I recently read ‘A separate peace’ by John Knowles. It is a book about teenage boys in an all boy boarding school, living through their last two school years before being shipped off as soldiers to world war two. It especially deals with the tragic relationship between the two roommates Gene and Phineas. This book has some beautifully crafted sentences, observations of nature and mood that are noting short of impressive and some very nuanced character development of the protagonist, yet it left me feeling angry. Why? Because it is such a boys book. It is written by a man, about men, for men. The book bursts with descriptions of sports and activities, and healthy bodies. The importance of physical prowess and strength is overwhelming. So much so that the two characters who become, or started off as soft, are considered broken and better off dead. If you can’t be the able bodied and minded picture of an aggressive male, you’re worth noting. Then there is the general acceptance of war and death. It lures everywhere and is a fixed fate. Characters deal with it with such a nonchalance that I asked myself, why should I care what happens to them if they all end up dead in a trench a few months later anyway? Even if there are some scenes that suggest a critical appraisal of the situation, it is very poignant, that the destruction of one of the characters by military life is only blamed on the character and not ever on military life or the war itself. Also, in the end everyone goes. With the exception of the broken one of course, who is left behind.

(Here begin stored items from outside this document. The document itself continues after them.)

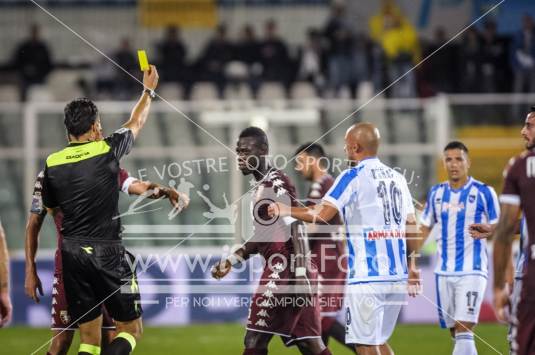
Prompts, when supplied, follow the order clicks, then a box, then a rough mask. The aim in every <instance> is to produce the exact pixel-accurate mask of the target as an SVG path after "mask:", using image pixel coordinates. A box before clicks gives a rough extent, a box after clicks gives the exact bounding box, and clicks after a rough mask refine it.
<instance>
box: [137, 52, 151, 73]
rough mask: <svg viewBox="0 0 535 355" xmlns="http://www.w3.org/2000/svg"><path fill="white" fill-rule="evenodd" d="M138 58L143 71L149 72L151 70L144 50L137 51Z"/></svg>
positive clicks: (137, 56) (145, 52)
mask: <svg viewBox="0 0 535 355" xmlns="http://www.w3.org/2000/svg"><path fill="white" fill-rule="evenodd" d="M137 57H138V59H139V67H140V68H141V71H147V70H149V69H150V67H149V60H148V59H147V53H146V52H145V51H144V50H141V49H140V50H138V51H137Z"/></svg>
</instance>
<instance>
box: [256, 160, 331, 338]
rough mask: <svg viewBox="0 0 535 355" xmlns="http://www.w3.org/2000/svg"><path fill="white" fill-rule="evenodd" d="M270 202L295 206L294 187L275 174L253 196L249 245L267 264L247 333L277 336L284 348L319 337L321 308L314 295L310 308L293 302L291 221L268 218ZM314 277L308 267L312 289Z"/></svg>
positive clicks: (263, 274)
mask: <svg viewBox="0 0 535 355" xmlns="http://www.w3.org/2000/svg"><path fill="white" fill-rule="evenodd" d="M273 202H282V203H284V204H286V205H290V204H291V205H294V206H295V205H296V201H295V188H294V185H293V184H292V183H291V181H290V179H289V178H288V176H287V175H286V174H284V173H283V172H281V171H278V170H274V171H272V172H270V173H269V174H268V176H267V177H266V178H265V179H264V181H262V183H261V184H260V185H259V186H258V188H257V189H256V191H255V192H254V193H253V201H252V205H253V208H252V210H253V217H254V224H253V225H254V235H253V237H252V238H251V239H250V240H249V241H248V244H249V246H250V247H252V248H253V250H254V252H255V253H258V254H260V255H262V256H263V257H264V259H265V260H266V264H265V267H264V271H263V273H262V276H261V278H260V282H259V285H258V288H257V289H256V291H255V294H254V295H253V297H252V300H251V306H250V308H249V316H248V319H247V329H248V330H251V331H257V332H261V333H269V334H274V335H280V336H282V338H283V341H284V343H285V344H287V345H291V344H292V343H293V342H294V340H295V339H300V338H310V337H320V336H321V324H320V305H319V300H318V297H317V295H314V296H313V301H312V304H311V305H306V306H304V307H303V306H301V307H299V306H297V304H296V303H295V302H293V300H294V298H293V294H290V290H291V287H292V284H293V281H292V280H293V279H294V275H293V273H292V271H291V266H292V265H291V264H292V261H293V258H292V254H293V253H294V248H293V244H292V239H291V232H290V228H291V227H290V224H291V223H292V221H293V219H292V218H291V217H290V218H288V217H286V218H270V217H268V214H267V207H268V206H269V204H270V203H273ZM251 244H252V245H251ZM316 274H317V272H316V270H315V268H314V267H311V268H310V270H309V273H308V277H309V280H310V282H311V284H312V285H316V283H317V275H316ZM287 300H289V302H285V301H287Z"/></svg>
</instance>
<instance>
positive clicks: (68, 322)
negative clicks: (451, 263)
mask: <svg viewBox="0 0 535 355" xmlns="http://www.w3.org/2000/svg"><path fill="white" fill-rule="evenodd" d="M59 318H60V319H61V322H62V323H63V324H69V322H70V321H71V317H70V316H69V312H67V311H65V310H63V311H61V312H59Z"/></svg>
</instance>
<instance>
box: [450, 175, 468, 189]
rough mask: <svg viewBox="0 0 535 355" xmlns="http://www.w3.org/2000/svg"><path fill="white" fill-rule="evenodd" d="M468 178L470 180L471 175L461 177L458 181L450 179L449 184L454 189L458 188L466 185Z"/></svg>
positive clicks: (452, 188) (459, 187) (462, 186)
mask: <svg viewBox="0 0 535 355" xmlns="http://www.w3.org/2000/svg"><path fill="white" fill-rule="evenodd" d="M468 180H470V176H468V175H466V176H465V177H464V178H462V179H459V180H456V181H453V180H450V181H449V184H450V187H451V188H452V189H454V190H458V189H460V188H461V187H463V186H464V185H466V183H467V182H468Z"/></svg>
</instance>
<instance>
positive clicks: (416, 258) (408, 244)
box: [405, 214, 421, 297]
mask: <svg viewBox="0 0 535 355" xmlns="http://www.w3.org/2000/svg"><path fill="white" fill-rule="evenodd" d="M405 231H406V240H407V265H408V267H409V281H408V286H409V295H410V296H412V297H415V296H416V295H418V294H419V293H420V292H421V279H420V271H419V270H418V266H417V265H416V259H417V257H418V256H419V254H418V251H419V249H420V238H421V237H420V236H419V235H418V234H419V233H418V225H417V224H416V217H415V216H414V214H409V215H408V216H407V222H406V224H405Z"/></svg>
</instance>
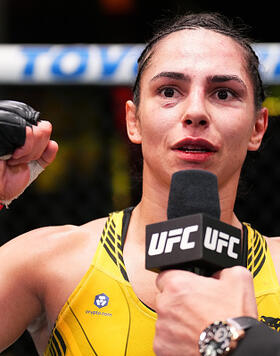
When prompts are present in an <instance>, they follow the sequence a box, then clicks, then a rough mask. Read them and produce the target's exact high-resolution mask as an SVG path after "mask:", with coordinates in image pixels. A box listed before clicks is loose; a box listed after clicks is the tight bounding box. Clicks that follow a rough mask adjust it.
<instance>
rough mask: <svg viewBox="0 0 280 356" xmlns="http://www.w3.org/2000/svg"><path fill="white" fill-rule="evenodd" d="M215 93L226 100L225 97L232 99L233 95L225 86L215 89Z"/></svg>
mask: <svg viewBox="0 0 280 356" xmlns="http://www.w3.org/2000/svg"><path fill="white" fill-rule="evenodd" d="M216 95H217V97H218V99H220V100H227V99H232V98H233V97H235V95H234V93H232V91H231V90H229V89H226V88H222V89H218V90H217V91H216Z"/></svg>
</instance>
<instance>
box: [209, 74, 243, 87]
mask: <svg viewBox="0 0 280 356" xmlns="http://www.w3.org/2000/svg"><path fill="white" fill-rule="evenodd" d="M208 81H209V82H210V83H225V82H229V81H235V82H237V83H238V84H240V85H242V86H243V87H244V89H246V88H247V86H246V84H245V83H244V82H243V80H242V79H241V78H239V77H238V76H237V75H214V76H212V77H210V78H208Z"/></svg>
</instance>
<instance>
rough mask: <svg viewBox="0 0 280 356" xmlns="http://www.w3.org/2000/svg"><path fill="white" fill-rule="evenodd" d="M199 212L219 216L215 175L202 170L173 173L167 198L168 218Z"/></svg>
mask: <svg viewBox="0 0 280 356" xmlns="http://www.w3.org/2000/svg"><path fill="white" fill-rule="evenodd" d="M199 213H202V214H207V215H210V216H211V217H213V218H216V219H219V218H220V213H221V211H220V200H219V193H218V182H217V177H216V176H215V175H214V174H213V173H211V172H207V171H203V170H184V171H179V172H176V173H174V174H173V176H172V180H171V186H170V193H169V200H168V209H167V217H168V219H174V218H177V217H181V216H186V215H193V214H199Z"/></svg>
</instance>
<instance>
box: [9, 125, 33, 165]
mask: <svg viewBox="0 0 280 356" xmlns="http://www.w3.org/2000/svg"><path fill="white" fill-rule="evenodd" d="M33 140H34V136H33V130H32V128H31V127H29V126H27V127H26V137H25V143H24V145H23V146H22V147H19V148H17V149H16V150H15V152H14V153H13V155H12V158H11V159H10V162H12V161H13V160H16V159H19V158H21V157H24V156H26V155H27V154H28V153H30V152H31V151H32V148H33Z"/></svg>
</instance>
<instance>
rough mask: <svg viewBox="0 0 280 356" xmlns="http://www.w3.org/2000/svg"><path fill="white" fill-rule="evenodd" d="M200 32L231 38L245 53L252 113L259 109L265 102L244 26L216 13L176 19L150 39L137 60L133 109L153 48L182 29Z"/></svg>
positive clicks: (164, 25)
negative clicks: (140, 83)
mask: <svg viewBox="0 0 280 356" xmlns="http://www.w3.org/2000/svg"><path fill="white" fill-rule="evenodd" d="M198 28H204V29H207V30H212V31H215V32H218V33H221V34H223V35H225V36H228V37H231V38H232V39H233V40H235V41H236V42H237V43H239V45H241V46H242V47H243V49H244V50H245V59H246V60H247V67H248V73H249V75H250V77H251V79H252V84H253V87H254V98H255V106H256V109H257V110H258V109H260V108H261V106H262V103H263V101H264V99H265V93H264V88H263V84H262V80H261V77H260V74H259V59H258V57H257V55H256V53H255V52H254V50H253V49H252V47H251V41H250V40H249V38H248V37H246V36H245V35H244V30H245V25H244V24H238V25H237V24H235V23H234V22H233V21H232V20H231V19H229V18H227V17H226V16H224V15H221V14H219V13H198V14H186V15H180V16H176V17H175V18H174V19H172V20H171V21H169V22H168V23H167V24H166V23H165V24H164V25H163V26H162V27H160V29H159V30H158V31H157V32H156V33H155V34H154V35H153V37H152V38H151V40H150V41H149V42H148V43H147V45H146V47H145V49H144V50H143V52H142V54H141V55H140V57H139V59H138V73H137V76H136V80H135V84H134V88H133V100H134V103H135V105H136V106H138V105H139V103H140V81H141V77H142V74H143V72H144V70H145V68H146V67H147V65H148V63H149V62H150V60H151V58H152V55H153V52H152V50H153V48H154V46H155V45H156V44H157V43H158V42H159V41H160V40H161V39H162V38H164V37H166V36H168V35H169V34H171V33H173V32H177V31H181V30H185V29H190V30H194V29H198Z"/></svg>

The next thing I noticed was that there were no girls. None of the protagonists had a girlfriend. None of them talked about girls, being in love, being after girls, or thinking about girls. In an all boy school class of 16 to 17 year old boys I find that highly unlikely. The only speaking female role in the whole book comes near the end and is only used as a sign of weakness. We get to see and hear the mother of one of the characters because he is somewhere where he is not supposed to be.
On the flip-side, there is some homosexual tension, but it is never really realized. It is just there as an undercurrent. I do believe that this was necessary at the time. The first copyright of this book goes back to 1959. I would not be surprised if a version written today had Gene and Phineas as lovers.
Lastly, the main character of Phineas is too unbelievable. He is too perfect, too angelic, too charismatic. His superior intelligence and his final goal do not gel and I wondered if I ever got to see the ‘real’ Phineas, or only glorified projections of his roommate.
In the end I wondered why I was told this school memory at all. Maybe I am jaded, because I had experienced better retellings of boarding school memories before in book form (Looking for Alaska by John Green) and in movie form (Dead Poets Society). Those retellings were more detailed and inclusive and moved me in a positive way. A separate peace did not, because, it was clearly not written for a female like me.